Again, just so there's no mistaking: Holleran is lying. No one has threatened the use of law enforcement against either ABC or Disney.
What they have done is demand the film be factually corrected or cancelled, which — and this is just one of many instances of irony that comes up reading Holleran's nonsense — is exactly the response Republicans had in 2003 to a miniseries entitled The Reagans, which they attacked for, you guessed it, factual inaccuracies. But all they have done is make the demand, because, legally and Constitutionally, they can't do anything more than that. As ABC has been able to go ahead and broadcast the show anyway, they have clearly not been censored. So the little graphic there with the word "CENSORED" melodramatically plastered across the ABC logo is just another teensy-weensy lie. Tsk tsk tsk.
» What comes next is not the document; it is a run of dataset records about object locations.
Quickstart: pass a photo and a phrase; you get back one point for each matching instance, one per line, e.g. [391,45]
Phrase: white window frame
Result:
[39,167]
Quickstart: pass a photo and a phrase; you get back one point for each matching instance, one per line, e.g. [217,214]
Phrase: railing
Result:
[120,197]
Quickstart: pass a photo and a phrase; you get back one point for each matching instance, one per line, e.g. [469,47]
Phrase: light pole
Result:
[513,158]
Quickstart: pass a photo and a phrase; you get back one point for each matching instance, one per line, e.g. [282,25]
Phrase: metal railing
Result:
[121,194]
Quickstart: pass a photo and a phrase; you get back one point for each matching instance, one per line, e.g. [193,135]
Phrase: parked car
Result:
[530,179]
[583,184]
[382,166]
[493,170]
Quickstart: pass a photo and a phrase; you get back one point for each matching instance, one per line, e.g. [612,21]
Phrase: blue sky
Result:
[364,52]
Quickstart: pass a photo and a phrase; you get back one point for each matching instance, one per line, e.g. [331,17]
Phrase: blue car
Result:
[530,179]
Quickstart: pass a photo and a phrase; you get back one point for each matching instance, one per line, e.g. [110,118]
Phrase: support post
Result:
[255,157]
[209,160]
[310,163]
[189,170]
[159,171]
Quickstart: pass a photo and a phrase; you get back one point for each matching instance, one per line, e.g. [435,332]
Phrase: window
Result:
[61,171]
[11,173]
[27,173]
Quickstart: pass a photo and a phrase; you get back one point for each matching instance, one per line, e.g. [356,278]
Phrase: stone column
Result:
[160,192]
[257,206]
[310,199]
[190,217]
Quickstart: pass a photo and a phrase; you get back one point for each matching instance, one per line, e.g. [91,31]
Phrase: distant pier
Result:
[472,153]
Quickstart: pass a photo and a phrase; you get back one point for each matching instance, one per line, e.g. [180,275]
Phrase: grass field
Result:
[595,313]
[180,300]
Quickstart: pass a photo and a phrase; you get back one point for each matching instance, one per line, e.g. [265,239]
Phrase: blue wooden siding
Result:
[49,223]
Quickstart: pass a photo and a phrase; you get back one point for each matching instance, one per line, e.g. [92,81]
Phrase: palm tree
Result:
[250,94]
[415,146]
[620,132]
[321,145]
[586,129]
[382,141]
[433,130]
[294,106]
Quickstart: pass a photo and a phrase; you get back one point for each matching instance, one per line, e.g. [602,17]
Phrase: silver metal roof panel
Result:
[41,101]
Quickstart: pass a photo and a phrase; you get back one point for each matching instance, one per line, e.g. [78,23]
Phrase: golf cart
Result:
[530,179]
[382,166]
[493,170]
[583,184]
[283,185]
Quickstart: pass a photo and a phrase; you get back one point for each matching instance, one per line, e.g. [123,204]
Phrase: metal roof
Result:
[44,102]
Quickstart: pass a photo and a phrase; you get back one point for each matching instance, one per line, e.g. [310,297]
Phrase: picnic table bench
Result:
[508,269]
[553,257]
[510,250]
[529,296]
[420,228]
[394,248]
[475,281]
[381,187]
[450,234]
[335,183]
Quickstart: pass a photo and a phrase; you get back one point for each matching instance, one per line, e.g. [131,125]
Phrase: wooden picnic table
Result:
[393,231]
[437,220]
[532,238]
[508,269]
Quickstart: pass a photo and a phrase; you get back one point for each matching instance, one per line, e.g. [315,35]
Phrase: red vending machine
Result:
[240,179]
(Also, don't you love the ironic little hypocritical touch where Holleran accuses Democratic senators of "fascism" for wanting ABC to fix-or-pull the movie, then promptly says they should be "censured and removed" from office? I sure do!)
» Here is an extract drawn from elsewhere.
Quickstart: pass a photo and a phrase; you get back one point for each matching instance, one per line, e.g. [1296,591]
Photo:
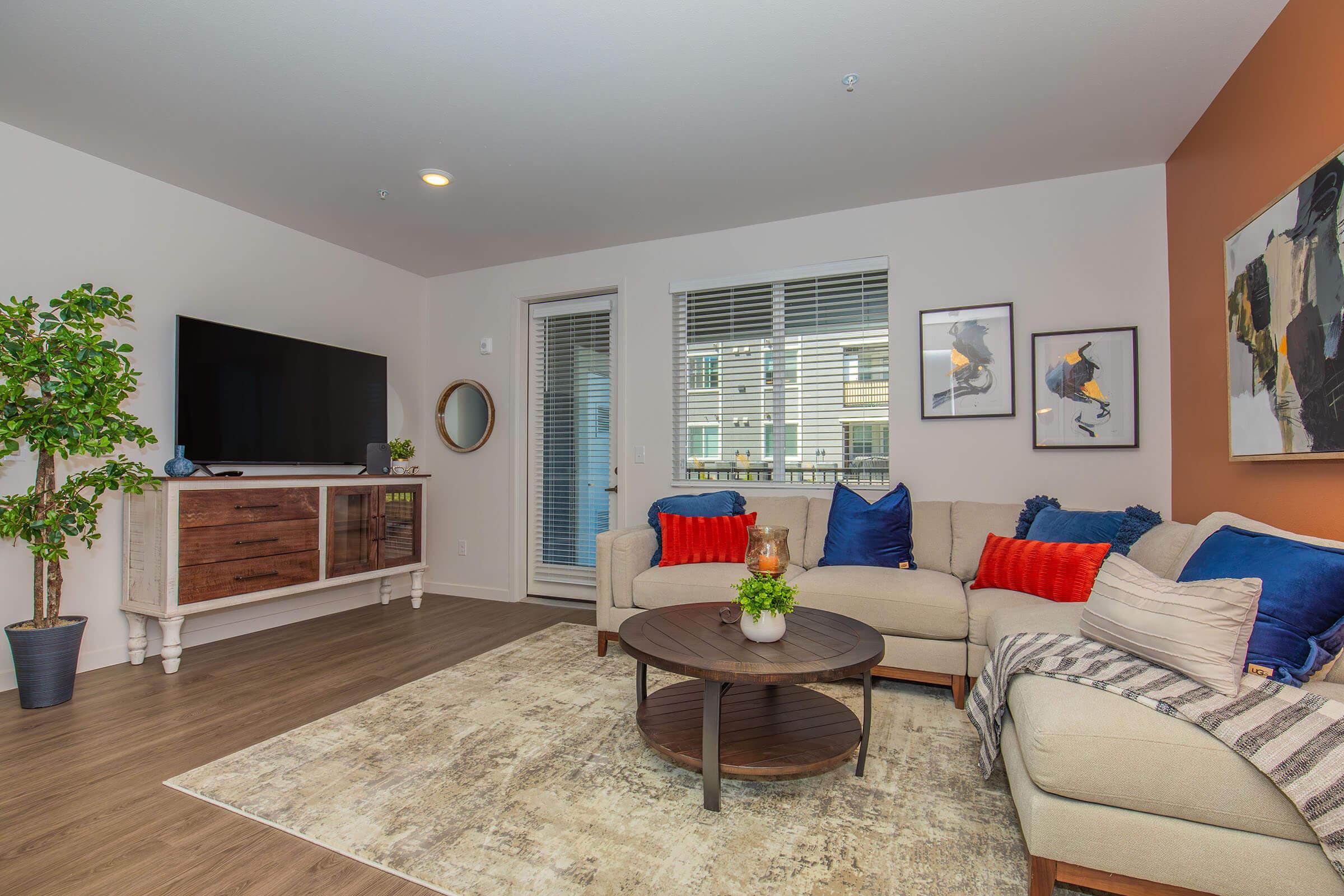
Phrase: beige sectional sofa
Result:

In Holleran's world, what's good for the Republican gander is not so good for the Democratic goose. I tried searching BOM's archives for a column by Holleran regarding the flap over The Reagans (which, incidentally, was pulled before broadcast due to the criticisms, only to air later in a lousy time slot on Showtime). I wanted to see if he felt Republicans criticizing The Reagans were a bunch of "state-sanctioned bullies," "fascist senators" and "Washington's thugs," engaging in "an outrageous injustice" involving"censorship" and "government control of speech." I couldn't find one, but that could be because of BOM's search engine protocols. For all I know Holleran wrote exactly such an article excoriating Republicans in exactly the same vituperative language he uses to flay the Democrats.
But somehow, I doubt it.
Finally, one last punch to get in before I go. Notice how Holleran is trying to make this a free speech issue. This is clearly the most disingenuous aspect of his entire rant. Yes, free speech is "inalienable"; that's perhaps the one factual statement Holleran makes. But it cuts both ways. You may have the right to be a lying partisan hack, but the person who attacks you for your lies and points out the facts has the same free speech rights too. The "freedom" to be deceptive and irresponsible does not absolve one of the moral responsibility to be honest, particularly when your lies have potentially harmful consequences. There are already enough wacky conspiracy theories and other gibberish circulating about 9/11; does our culture benefit in any way by being offered yet another set of untruths, packaged as entertainment and seemingly validated by their appearance on a presumably respectable television network?
And finally, "free speech" is not an absolute, despite its first-amendment enshrinement. Lie under oath in the witness box, and you can go up on perjury charges; whining "but you're attacking my free speech!" will get you nowhere. Pin up a bunch of posters around your neighborhood falsely accusing your neighbor of being a pedophile, and expect to get sued into oblivion. (And quite possibly hospitalized.)
Moreover, it may be your Constitutionally protected right to speak your mind, but no one has a Constitutionally protected right to broadcast TV movies. That is understood as a privilege, by the very nature of the fact that not everyone can do it or is able to do it. In America we expect people in positions of authority and privilege to be responsible and honest, to be straight shooters, whether they are newspaper editors or popular celebrities or influential senators or police officers or presidents or, hell, even our bosses at work. And when they are not, which happens all too often, we resent it, it makes us angry, and we speak out about it.
That's what's at the heart of everything we hold dear about America, including, yes, our speech rights and all the rest of it. It's a shame Scott Holleran doesn't feel that responsibility and honesty are necessary, as long as those whose politics he doesn't like are the ones taking the damage.